Four Iranian arms shipments to Yemen stopped: US admiral
Warships from the US Navy and allied nations have intercepted four weapons shipments from Iran to war-ravaged Yemen since April 2015, a US admiral said on Thursday.
Yemen has been rocked by conflict since Houthi rebels overran the capital Sanaa and other parts of the country in late 2014, prompting military intervention by a Saudi-led coalition in March last year in support of the internationally recognised government.
The United States and Saudi Arabia have accused Iran of arming the Shia Zaidi rebels, and while Tehran denies the charges, the coalition has since enforced maritime and air controls over the Arabian Peninsula country.
"Either US ships or coalition ships... intercepted four weapons shipments from Iran to Yemen," said US Vice Admiral Kevin Donegan.
"We know they came from Iran and we know the destination," he told reporters at an undisclosed military base in Southwest Asia.
Donegal said the shipments contained thousands of AK-47 assault rifles, anti-tank missiles, sniper rifles and "other pieces of other equipment, higher-end weapons systems".
Naval officials were able to determine the destination of the boats by analysing GPS settings and interviewing the crew.
One of the shipments had been validated by the United Nations as being an illegal weapons shipment, said Donegal.
His comments come after the US military's Central Command chief General Joseph Votel said last week Iran may have played a role in suspected Houthi missile attacks this month against US warships in the Red Sea.
"We believe that Iran is connected to this in some way," Donegan said.
Given the heavy volume of traffic around the Strait of Hormuz and the Gulf, the three-star admiral said "plenty" of other shipments would have gone through to Yemen.
The arms seizures came after Iran in April 2015 tried to send a convoy of seven ships, guarded by two Iranian Revolutionary Guard Corps vessels, to Yemen.
Donegan said these were filled with coastal-defence cruise missiles, explosives and other weapons.
The Houthi rebels are believed to be behind this month's attacks in which surface-to-surface missiles were fired at the USS Mason on at least two occasions.
In response, US cruise missiles on 13 October struck Houthi radar sites believed to have been used to target the weapons.

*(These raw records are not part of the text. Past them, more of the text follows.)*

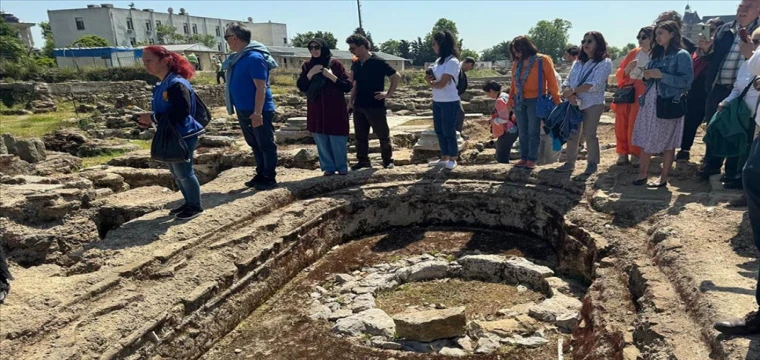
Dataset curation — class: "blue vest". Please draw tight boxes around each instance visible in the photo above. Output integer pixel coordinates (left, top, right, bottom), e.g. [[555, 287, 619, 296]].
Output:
[[151, 73, 206, 138]]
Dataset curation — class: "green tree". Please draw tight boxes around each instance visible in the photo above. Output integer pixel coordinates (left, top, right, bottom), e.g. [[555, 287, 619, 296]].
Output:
[[290, 31, 338, 49], [528, 19, 573, 63], [607, 46, 624, 60], [379, 39, 401, 56], [37, 21, 55, 58], [459, 49, 480, 61], [354, 28, 375, 50], [156, 25, 185, 44], [185, 34, 216, 49], [480, 41, 510, 61], [71, 35, 110, 47]]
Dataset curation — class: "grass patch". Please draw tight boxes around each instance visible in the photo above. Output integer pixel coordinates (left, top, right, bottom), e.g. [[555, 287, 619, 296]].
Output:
[[0, 111, 76, 137]]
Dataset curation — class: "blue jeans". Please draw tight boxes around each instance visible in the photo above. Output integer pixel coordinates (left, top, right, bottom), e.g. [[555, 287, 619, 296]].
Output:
[[237, 110, 277, 179], [433, 101, 461, 157], [313, 133, 348, 173], [742, 137, 760, 306], [515, 98, 541, 162], [168, 136, 201, 209]]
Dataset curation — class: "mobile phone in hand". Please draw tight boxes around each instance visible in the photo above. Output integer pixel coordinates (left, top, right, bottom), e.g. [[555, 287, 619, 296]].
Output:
[[739, 28, 749, 43]]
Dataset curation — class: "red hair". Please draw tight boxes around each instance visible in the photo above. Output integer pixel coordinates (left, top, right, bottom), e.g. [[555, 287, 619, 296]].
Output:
[[143, 45, 195, 80]]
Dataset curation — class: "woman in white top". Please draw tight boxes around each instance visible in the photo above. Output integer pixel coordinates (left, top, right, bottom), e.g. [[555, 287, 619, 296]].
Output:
[[425, 30, 460, 170], [718, 28, 760, 189], [556, 31, 612, 174]]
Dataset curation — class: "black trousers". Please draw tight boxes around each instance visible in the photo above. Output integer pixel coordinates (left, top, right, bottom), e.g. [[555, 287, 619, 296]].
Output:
[[742, 137, 760, 306], [354, 107, 393, 165], [704, 85, 741, 177]]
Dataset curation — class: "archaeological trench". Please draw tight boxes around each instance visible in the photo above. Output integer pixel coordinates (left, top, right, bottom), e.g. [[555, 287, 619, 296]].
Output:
[[0, 74, 760, 360]]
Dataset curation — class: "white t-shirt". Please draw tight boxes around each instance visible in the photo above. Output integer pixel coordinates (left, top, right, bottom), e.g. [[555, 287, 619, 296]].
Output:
[[430, 56, 460, 102], [628, 50, 651, 80]]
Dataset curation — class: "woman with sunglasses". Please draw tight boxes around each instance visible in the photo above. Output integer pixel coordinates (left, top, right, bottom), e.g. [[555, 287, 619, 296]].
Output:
[[676, 18, 724, 161], [296, 38, 353, 176], [556, 31, 612, 175], [611, 26, 654, 166], [507, 36, 560, 170], [631, 20, 694, 188]]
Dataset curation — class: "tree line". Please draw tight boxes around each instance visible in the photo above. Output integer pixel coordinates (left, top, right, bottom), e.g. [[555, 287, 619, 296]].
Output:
[[291, 18, 636, 66]]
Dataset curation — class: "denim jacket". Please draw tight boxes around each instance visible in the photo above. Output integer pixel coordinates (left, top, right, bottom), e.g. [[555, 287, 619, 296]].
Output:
[[641, 50, 694, 105]]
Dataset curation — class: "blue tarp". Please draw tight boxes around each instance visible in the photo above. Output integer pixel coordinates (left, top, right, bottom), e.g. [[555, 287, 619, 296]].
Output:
[[53, 47, 142, 59]]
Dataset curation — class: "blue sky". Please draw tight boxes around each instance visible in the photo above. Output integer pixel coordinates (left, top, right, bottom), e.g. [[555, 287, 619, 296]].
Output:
[[0, 0, 739, 51]]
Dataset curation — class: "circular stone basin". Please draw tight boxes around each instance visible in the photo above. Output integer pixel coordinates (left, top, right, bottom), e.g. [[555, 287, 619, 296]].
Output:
[[307, 254, 581, 356]]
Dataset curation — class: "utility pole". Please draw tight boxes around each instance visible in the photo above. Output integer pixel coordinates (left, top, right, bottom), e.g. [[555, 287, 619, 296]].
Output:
[[356, 0, 364, 30]]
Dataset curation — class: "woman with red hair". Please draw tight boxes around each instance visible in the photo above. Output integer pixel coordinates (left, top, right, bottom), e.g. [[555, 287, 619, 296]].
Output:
[[138, 46, 205, 220]]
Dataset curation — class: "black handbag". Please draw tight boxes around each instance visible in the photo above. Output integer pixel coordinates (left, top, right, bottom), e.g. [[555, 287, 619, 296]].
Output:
[[655, 81, 686, 119], [612, 84, 636, 104], [150, 115, 190, 163]]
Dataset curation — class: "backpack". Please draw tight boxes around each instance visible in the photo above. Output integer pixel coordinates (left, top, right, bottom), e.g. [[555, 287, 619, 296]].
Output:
[[193, 92, 211, 129], [457, 69, 467, 96]]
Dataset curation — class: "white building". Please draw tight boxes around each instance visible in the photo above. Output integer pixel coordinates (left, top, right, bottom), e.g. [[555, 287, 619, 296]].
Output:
[[48, 4, 288, 52], [0, 11, 35, 48]]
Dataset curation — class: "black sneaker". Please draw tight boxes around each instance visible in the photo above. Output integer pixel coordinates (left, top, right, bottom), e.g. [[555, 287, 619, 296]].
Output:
[[245, 174, 262, 187], [697, 166, 720, 179], [174, 206, 203, 220], [351, 162, 372, 171], [253, 178, 277, 191], [169, 204, 187, 215], [713, 311, 760, 335]]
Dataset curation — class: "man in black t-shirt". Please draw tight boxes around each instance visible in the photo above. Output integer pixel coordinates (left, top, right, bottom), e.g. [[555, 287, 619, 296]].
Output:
[[346, 34, 401, 170]]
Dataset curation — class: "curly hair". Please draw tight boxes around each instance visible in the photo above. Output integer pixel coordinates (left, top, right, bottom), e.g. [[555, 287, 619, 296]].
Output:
[[578, 31, 609, 64], [143, 45, 195, 80]]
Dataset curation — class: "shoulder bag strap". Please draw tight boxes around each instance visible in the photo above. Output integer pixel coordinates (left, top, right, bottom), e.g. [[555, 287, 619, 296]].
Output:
[[526, 55, 546, 97], [739, 75, 757, 101]]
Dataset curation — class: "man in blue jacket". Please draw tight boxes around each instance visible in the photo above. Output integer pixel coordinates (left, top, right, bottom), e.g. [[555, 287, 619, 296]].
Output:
[[222, 22, 277, 190], [697, 0, 760, 183]]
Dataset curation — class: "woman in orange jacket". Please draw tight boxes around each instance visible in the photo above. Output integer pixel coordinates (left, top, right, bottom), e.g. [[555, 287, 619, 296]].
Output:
[[612, 26, 654, 166], [508, 36, 560, 170]]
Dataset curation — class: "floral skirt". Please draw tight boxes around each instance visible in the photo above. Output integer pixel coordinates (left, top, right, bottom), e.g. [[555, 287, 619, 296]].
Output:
[[631, 90, 683, 154]]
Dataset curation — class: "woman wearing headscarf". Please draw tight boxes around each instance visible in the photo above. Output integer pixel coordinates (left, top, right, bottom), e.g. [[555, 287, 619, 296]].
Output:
[[296, 38, 353, 176]]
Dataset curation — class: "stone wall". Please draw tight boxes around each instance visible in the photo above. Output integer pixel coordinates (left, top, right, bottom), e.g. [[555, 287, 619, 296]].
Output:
[[0, 81, 224, 109]]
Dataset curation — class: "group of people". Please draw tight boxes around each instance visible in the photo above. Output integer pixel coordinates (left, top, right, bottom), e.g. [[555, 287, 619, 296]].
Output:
[[96, 0, 760, 333]]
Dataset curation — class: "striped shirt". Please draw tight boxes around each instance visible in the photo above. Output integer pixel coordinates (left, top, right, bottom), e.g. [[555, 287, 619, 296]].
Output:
[[717, 20, 758, 85]]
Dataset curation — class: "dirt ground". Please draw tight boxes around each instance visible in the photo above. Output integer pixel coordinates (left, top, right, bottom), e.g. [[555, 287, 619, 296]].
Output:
[[202, 227, 569, 360]]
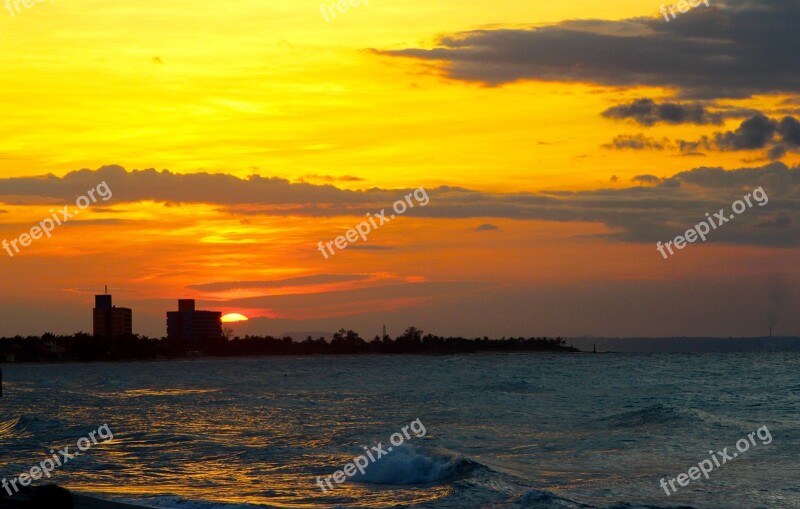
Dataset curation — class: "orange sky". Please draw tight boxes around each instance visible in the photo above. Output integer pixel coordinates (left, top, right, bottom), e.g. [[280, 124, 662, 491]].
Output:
[[0, 0, 800, 337]]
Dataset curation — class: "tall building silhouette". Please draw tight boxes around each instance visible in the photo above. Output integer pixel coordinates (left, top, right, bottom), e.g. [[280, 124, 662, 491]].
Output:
[[167, 299, 222, 340], [92, 294, 133, 338]]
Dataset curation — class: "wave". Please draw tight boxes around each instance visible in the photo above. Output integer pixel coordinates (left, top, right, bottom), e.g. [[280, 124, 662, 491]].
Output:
[[353, 445, 476, 486], [0, 417, 20, 438], [596, 404, 736, 428]]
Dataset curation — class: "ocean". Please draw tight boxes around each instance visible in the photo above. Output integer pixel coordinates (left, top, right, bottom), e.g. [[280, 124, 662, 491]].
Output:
[[0, 352, 800, 509]]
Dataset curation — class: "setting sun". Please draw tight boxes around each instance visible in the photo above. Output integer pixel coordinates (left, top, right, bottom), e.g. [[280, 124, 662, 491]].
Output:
[[222, 313, 248, 323]]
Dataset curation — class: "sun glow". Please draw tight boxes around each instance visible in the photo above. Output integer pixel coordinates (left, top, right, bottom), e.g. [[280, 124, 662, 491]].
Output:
[[222, 313, 248, 323]]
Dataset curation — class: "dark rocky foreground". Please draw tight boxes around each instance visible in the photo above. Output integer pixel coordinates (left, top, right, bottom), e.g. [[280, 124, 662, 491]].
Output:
[[0, 484, 142, 509]]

The Mason and two other warships were likely targeted in a third missile attack on 15 October, but officials have not conclusively confirmed what the threat was or where it was coming from.
Yemen's conflict has killed nearly 7,000 people, wounded more than 35,000 and displaced at least three million since the Saudi-led coalition launched military operations, according to the United Nations.

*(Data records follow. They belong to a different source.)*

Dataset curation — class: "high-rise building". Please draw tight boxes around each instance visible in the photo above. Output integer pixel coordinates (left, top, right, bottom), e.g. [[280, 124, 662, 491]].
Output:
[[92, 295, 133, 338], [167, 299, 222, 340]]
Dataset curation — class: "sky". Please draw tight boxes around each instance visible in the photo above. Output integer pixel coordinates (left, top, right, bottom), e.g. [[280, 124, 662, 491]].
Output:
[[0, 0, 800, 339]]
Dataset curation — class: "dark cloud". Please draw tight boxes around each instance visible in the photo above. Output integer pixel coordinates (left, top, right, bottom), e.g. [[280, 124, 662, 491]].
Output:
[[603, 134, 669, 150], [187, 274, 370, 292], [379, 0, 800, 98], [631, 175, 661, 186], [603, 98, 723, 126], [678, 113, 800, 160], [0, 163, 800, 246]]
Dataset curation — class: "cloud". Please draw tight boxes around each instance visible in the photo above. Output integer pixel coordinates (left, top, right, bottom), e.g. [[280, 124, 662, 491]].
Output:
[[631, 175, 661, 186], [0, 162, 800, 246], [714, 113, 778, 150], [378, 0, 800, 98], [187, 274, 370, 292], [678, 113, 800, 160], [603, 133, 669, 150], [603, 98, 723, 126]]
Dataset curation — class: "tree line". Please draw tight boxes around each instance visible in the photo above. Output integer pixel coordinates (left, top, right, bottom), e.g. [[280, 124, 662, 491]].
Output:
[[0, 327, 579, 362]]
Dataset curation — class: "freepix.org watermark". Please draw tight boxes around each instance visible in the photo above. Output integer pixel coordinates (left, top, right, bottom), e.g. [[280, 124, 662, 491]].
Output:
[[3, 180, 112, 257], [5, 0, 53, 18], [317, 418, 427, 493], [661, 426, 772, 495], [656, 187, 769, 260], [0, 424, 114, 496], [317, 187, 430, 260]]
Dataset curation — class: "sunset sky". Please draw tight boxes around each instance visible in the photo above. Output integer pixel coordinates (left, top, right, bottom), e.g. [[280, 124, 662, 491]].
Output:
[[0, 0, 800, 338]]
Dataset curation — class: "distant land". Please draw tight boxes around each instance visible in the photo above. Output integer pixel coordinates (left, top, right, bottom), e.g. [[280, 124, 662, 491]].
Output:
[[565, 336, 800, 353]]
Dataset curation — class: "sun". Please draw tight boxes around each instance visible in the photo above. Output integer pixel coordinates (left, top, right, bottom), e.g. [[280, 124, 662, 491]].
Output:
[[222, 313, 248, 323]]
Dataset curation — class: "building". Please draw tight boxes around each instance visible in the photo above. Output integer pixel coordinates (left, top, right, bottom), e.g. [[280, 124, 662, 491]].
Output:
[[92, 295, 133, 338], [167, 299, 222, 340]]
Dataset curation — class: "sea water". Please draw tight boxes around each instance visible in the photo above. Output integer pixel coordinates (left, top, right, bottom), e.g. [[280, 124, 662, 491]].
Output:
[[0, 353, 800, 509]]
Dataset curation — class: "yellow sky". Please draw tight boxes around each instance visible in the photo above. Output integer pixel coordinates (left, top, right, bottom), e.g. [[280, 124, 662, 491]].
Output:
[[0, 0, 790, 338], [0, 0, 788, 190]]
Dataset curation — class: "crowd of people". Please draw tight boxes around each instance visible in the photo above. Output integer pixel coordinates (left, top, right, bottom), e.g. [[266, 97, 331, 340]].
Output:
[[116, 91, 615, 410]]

The UN special envoy to Yemen Ismail, Ould Cheikh Ahmed, submitted to the rebels in Sanaa on Tuesday a proposal to revive a political process.
The contents have not been made public.
But informed sources say that roadmap calls for agreement on naming a new vice president after the rebels withdraw from the capital Sanaa and other cities, and hand over heavy weapons to a third party.
President Abd Rabbuh Hadi would then transfer power to the vice president who would appoint a new prime minister to form a government in which the north and south of Yemen would have equal representation.
The government has remained non-committal, saying it has not received any roadmap for a political settlement.